That last part isn’t exactly right for The Maze Runner case, because there’s only one girl for our hero Thomas (none other than Dylan O’Brien, MTV’s “Teen Wolf”) to fall in love with, and both of them are too busy battling amnesia and monsters to make goo-goo eyes at each other. (There are plenty of boys, of course, but that’s a can of worms this movie isn’t about to open.)
Thomas wakes up in a noisy (the Dolby sound effect is bowel-rattling) freight elevator, hurtling toward a strange destination that turns out to be The Glade, a mysterious encampment populated by a multi-ethnic group of male teenagers who have been living there for three years. Like Thomas, none of them remember how they got there, or what their lives were before they arrived.
They grow their own food, raise their own livestock and maintain their own system of government (under the wise and rational eye of older teen Alby, played by Aml Ameen), because there’s no way to escape.
The Glade is surrounded by a huge labyrinth, the internal walls of which vary around every day, making figuring out of the maze next to impossible, in spite of the best efforts of the “runners,” the community’s strongest and fastest, who race through the maze every day and make sure to be out before nightfall. This maze is also inhabited by “grievers,” terrifying giant scorpion-like creatures that seem to be part organic and part robot.

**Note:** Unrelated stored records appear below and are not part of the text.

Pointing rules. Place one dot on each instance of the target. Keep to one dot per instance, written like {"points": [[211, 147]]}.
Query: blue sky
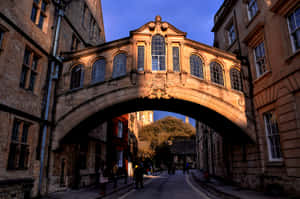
{"points": [[192, 16]]}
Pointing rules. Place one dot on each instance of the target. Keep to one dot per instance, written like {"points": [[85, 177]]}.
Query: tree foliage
{"points": [[163, 132]]}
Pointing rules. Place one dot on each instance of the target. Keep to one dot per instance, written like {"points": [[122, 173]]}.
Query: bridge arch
{"points": [[139, 90]]}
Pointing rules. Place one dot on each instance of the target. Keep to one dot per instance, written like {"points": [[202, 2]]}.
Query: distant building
{"points": [[265, 37]]}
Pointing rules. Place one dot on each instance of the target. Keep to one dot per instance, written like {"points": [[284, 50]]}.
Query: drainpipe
{"points": [[53, 75]]}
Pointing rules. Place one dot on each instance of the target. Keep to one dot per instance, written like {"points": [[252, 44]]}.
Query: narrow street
{"points": [[176, 186]]}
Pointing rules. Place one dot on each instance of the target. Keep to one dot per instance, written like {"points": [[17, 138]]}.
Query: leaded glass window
{"points": [[77, 76], [216, 73], [196, 66], [119, 65], [235, 77], [231, 34], [252, 9], [176, 66], [158, 52], [260, 59], [141, 58], [294, 27], [38, 12], [98, 72], [272, 136]]}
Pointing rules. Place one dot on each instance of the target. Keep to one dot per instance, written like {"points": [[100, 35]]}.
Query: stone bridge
{"points": [[156, 68]]}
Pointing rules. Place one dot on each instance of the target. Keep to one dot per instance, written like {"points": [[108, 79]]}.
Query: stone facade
{"points": [[271, 87], [29, 26]]}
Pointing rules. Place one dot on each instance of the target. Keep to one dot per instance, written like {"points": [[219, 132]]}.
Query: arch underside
{"points": [[226, 118]]}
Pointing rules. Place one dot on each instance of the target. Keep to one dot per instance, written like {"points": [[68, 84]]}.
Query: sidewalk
{"points": [[92, 192], [221, 190]]}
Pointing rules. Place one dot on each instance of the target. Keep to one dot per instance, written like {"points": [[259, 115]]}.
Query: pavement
{"points": [[92, 192], [221, 190]]}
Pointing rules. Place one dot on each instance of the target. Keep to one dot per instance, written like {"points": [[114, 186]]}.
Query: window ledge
{"points": [[252, 19], [275, 163], [289, 58], [232, 44]]}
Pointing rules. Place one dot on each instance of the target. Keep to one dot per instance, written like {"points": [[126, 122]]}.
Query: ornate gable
{"points": [[158, 26]]}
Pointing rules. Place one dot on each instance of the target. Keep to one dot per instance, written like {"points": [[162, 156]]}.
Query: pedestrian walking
{"points": [[138, 176], [103, 178]]}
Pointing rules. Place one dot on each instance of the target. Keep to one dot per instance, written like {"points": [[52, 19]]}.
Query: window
{"points": [[235, 77], [119, 68], [75, 42], [272, 136], [77, 76], [29, 70], [141, 59], [120, 129], [38, 12], [260, 59], [196, 66], [92, 27], [120, 159], [1, 37], [252, 9], [84, 147], [19, 148], [84, 13], [294, 28], [98, 72], [176, 65], [158, 52], [216, 73], [231, 34]]}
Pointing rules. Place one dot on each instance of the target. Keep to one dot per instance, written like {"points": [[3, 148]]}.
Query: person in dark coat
{"points": [[139, 176]]}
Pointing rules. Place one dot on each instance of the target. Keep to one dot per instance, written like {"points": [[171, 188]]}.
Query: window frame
{"points": [[201, 66], [250, 17], [41, 12], [81, 77], [119, 67], [262, 58], [238, 80], [102, 79], [294, 49], [120, 129], [176, 68], [140, 68], [219, 78], [267, 134], [230, 32], [159, 56]]}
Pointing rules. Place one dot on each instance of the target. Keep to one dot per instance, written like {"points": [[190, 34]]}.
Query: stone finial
{"points": [[158, 18]]}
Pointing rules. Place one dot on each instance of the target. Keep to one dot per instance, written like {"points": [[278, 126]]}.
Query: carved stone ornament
{"points": [[158, 94], [151, 25]]}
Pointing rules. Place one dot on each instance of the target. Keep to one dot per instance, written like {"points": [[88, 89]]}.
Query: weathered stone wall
{"points": [[276, 90]]}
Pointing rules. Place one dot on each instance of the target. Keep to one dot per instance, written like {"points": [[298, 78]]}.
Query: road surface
{"points": [[178, 186]]}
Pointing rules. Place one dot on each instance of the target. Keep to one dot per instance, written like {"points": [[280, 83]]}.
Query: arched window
{"points": [[216, 73], [98, 72], [158, 52], [77, 76], [236, 81], [119, 65], [196, 66]]}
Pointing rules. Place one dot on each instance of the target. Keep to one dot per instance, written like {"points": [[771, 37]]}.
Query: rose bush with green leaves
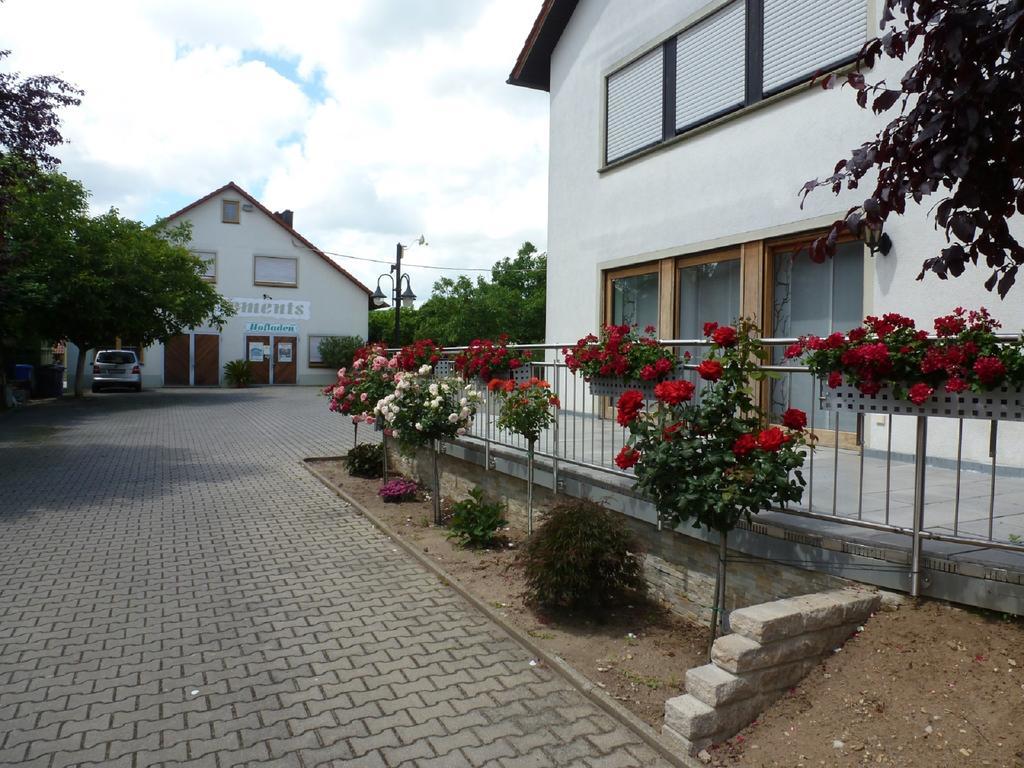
{"points": [[525, 409], [714, 460], [422, 409]]}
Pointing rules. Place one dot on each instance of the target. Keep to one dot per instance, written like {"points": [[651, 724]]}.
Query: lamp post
{"points": [[398, 296]]}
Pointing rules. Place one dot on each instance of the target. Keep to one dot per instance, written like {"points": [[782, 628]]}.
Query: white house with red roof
{"points": [[287, 293]]}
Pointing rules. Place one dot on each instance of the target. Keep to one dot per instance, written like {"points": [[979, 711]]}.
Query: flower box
{"points": [[1001, 403], [613, 386]]}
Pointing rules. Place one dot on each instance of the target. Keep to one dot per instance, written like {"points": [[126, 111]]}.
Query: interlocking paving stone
{"points": [[176, 589]]}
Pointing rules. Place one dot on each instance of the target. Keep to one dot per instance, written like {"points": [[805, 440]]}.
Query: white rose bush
{"points": [[422, 410]]}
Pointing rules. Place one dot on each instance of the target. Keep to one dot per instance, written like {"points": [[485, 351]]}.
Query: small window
{"points": [[229, 211], [315, 359], [275, 270], [210, 259]]}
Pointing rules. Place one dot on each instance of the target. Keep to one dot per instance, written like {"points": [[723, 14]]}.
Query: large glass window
{"points": [[634, 300], [810, 298]]}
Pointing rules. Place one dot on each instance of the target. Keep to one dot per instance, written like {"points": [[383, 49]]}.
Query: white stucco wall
{"points": [[733, 182], [337, 305]]}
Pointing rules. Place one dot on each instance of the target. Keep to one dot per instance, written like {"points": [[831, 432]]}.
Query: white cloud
{"points": [[374, 120]]}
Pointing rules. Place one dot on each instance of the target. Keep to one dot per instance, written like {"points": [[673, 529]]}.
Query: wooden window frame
{"points": [[276, 285], [309, 349], [238, 211]]}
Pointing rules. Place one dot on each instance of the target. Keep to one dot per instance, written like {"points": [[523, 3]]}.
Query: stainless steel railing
{"points": [[877, 472]]}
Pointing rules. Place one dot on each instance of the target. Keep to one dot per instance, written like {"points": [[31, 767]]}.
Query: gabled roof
{"points": [[532, 68], [230, 185]]}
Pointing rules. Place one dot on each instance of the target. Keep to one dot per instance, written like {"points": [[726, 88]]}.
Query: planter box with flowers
{"points": [[484, 360], [888, 366], [622, 358]]}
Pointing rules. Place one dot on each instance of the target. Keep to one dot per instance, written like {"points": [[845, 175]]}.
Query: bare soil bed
{"points": [[928, 686], [639, 654]]}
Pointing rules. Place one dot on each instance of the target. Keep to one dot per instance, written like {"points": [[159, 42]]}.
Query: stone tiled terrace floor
{"points": [[175, 589]]}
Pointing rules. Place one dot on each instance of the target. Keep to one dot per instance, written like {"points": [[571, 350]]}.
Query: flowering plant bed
{"points": [[397, 491], [714, 461], [526, 409], [891, 357], [488, 359], [423, 409], [621, 355]]}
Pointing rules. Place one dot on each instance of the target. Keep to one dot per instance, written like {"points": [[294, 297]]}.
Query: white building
{"points": [[681, 134], [287, 293]]}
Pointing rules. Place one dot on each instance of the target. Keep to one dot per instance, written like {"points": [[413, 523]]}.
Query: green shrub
{"points": [[475, 520], [337, 351], [583, 557], [239, 373], [366, 460]]}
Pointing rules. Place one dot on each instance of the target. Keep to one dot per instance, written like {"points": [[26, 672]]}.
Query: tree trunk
{"points": [[80, 370]]}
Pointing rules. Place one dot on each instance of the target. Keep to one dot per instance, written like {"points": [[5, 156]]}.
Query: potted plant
{"points": [[887, 365], [485, 359], [622, 358], [526, 410], [714, 461], [421, 411]]}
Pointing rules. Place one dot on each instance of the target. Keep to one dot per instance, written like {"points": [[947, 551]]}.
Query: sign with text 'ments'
{"points": [[272, 309]]}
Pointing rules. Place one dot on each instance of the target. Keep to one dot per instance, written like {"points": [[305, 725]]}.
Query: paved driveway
{"points": [[176, 589]]}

In true Photogenic Messiah form, Thomas instantly starts upsetting the apple cart; one of the runners, stung by a griever, assaults Thomas and babbles insanely that all of this is Thomas’ fault. Thomas manages to be the first inhabitant ever of the Glade to kill a griever, which leads to a quick and terrifying reprisal. Then the elevator returns, bearing a girl for the first time: Teresa (Kaya Scodelario, “Skins”), clutching a note saying that she is the last shipment.
Who put these teens here, and for what purpose? It’s an intriguing premise, at first anyway, in Noah Oppenheim and Grant Pierce Myers’ adaptation of the novel by James Dashner. But the more we learn about Thomas and Teresa’s mutual nightmarish memories, and the closer the film gets to its requisite “to be continued” climax, the less intriguing it all appears.

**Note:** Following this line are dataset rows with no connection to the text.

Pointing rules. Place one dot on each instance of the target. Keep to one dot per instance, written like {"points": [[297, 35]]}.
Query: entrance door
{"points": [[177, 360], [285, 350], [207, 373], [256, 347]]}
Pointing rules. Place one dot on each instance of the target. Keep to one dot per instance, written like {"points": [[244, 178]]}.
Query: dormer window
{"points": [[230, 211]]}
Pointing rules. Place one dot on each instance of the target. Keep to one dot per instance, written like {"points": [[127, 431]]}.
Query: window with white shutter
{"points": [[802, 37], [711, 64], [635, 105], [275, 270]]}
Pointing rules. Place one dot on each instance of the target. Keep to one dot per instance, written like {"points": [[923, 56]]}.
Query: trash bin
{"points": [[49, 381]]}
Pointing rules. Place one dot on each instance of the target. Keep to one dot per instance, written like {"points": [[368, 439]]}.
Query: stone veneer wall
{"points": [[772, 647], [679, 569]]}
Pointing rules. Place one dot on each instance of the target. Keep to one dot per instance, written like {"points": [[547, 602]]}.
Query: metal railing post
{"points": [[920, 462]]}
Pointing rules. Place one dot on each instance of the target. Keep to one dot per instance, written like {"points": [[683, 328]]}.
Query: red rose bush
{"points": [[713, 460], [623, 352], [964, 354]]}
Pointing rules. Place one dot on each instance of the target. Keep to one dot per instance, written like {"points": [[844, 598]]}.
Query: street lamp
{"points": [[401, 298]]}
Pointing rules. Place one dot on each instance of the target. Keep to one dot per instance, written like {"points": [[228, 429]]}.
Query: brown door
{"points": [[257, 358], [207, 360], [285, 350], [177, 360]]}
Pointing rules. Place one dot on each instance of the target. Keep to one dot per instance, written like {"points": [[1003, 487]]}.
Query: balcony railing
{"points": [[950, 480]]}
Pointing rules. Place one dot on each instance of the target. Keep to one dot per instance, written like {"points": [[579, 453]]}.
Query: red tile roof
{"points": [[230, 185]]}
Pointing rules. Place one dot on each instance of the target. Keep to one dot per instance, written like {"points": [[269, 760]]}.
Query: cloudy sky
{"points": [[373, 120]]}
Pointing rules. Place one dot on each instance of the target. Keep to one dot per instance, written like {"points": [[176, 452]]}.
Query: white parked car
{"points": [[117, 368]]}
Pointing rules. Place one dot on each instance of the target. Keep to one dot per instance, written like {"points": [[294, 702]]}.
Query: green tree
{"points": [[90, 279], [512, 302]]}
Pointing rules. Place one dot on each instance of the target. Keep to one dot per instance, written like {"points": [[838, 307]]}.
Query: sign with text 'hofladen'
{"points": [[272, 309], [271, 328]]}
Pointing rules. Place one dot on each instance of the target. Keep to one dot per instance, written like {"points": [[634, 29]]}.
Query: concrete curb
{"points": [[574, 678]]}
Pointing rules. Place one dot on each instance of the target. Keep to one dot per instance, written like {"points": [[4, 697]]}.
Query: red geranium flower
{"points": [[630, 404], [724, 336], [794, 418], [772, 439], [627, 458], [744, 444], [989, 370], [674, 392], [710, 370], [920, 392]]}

The Maze Runner has “Lord of the Flies” (stripped of all socio-political context) and even a bit of “The Cabin in the Woods” in its core, but the progression of the storyline drags it toward becoming just another YA adaptation. (Is it even considered a spoiler to say that there’s an apocalypse involved?)

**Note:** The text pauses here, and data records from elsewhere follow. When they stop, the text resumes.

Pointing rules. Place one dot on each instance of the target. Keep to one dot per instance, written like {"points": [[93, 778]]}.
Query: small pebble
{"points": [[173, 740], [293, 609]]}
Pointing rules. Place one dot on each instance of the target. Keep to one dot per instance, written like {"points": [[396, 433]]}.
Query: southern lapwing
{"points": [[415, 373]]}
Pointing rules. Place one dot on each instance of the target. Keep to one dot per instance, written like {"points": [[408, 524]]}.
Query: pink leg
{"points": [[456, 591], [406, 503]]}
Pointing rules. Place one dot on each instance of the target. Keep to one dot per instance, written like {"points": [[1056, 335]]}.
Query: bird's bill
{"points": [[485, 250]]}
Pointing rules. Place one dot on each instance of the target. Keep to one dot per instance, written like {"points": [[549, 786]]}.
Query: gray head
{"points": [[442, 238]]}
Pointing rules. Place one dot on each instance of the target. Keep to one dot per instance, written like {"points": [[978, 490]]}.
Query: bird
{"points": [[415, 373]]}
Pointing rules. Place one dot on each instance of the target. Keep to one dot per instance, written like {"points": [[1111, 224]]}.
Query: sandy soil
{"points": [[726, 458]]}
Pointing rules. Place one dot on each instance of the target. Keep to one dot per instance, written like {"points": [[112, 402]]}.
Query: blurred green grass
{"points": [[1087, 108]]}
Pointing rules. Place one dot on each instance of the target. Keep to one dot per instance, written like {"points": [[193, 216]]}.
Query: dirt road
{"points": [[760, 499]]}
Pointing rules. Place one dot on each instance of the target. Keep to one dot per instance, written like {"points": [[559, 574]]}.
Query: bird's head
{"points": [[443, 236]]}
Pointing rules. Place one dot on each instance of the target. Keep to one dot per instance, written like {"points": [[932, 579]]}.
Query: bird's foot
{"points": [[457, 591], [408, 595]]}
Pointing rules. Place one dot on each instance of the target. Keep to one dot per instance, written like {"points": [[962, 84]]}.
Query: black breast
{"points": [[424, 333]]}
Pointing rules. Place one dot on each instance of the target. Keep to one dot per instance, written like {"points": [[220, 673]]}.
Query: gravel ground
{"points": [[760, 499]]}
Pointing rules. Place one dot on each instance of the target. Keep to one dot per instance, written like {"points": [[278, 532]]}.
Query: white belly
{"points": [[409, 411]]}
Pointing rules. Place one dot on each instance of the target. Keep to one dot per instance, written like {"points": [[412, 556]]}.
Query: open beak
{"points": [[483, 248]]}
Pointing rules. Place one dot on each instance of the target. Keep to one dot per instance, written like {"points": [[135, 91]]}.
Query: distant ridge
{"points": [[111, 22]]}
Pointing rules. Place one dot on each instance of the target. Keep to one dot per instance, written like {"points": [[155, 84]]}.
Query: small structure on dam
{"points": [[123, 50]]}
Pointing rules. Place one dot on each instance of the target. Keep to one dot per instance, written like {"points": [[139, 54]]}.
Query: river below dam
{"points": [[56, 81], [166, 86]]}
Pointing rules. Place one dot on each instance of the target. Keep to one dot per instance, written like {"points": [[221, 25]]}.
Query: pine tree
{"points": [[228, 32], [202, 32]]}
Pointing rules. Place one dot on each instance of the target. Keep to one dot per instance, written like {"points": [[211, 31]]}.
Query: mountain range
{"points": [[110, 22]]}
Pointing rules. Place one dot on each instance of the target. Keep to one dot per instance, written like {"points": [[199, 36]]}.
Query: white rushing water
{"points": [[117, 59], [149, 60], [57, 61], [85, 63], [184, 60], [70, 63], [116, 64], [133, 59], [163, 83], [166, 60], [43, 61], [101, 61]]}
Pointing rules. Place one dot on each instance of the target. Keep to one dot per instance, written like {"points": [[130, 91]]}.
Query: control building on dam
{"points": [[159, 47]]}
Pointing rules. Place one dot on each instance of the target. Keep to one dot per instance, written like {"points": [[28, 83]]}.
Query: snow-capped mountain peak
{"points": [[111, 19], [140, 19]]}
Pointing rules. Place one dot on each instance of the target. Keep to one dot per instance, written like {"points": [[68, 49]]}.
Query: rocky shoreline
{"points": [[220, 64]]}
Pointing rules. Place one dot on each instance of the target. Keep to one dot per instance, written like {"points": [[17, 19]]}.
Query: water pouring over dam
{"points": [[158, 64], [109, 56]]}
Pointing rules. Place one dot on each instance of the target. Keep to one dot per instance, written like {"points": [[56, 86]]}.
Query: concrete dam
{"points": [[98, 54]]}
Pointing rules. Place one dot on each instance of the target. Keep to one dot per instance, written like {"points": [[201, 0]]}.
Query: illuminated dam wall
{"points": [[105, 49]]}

You definitely have to give props to casting director Denise Chamian for making the inhabitants of the Glade such a diverse and interesting group — we’re forced to encounter a lot of characters at once, but the film smartly casts young actors with interesting faces (namely Thomas Brodie-Sangster, Ki Hong Lee, Will Poulter, Blake Cooper) who register fast and then hold our attention throughout the movie.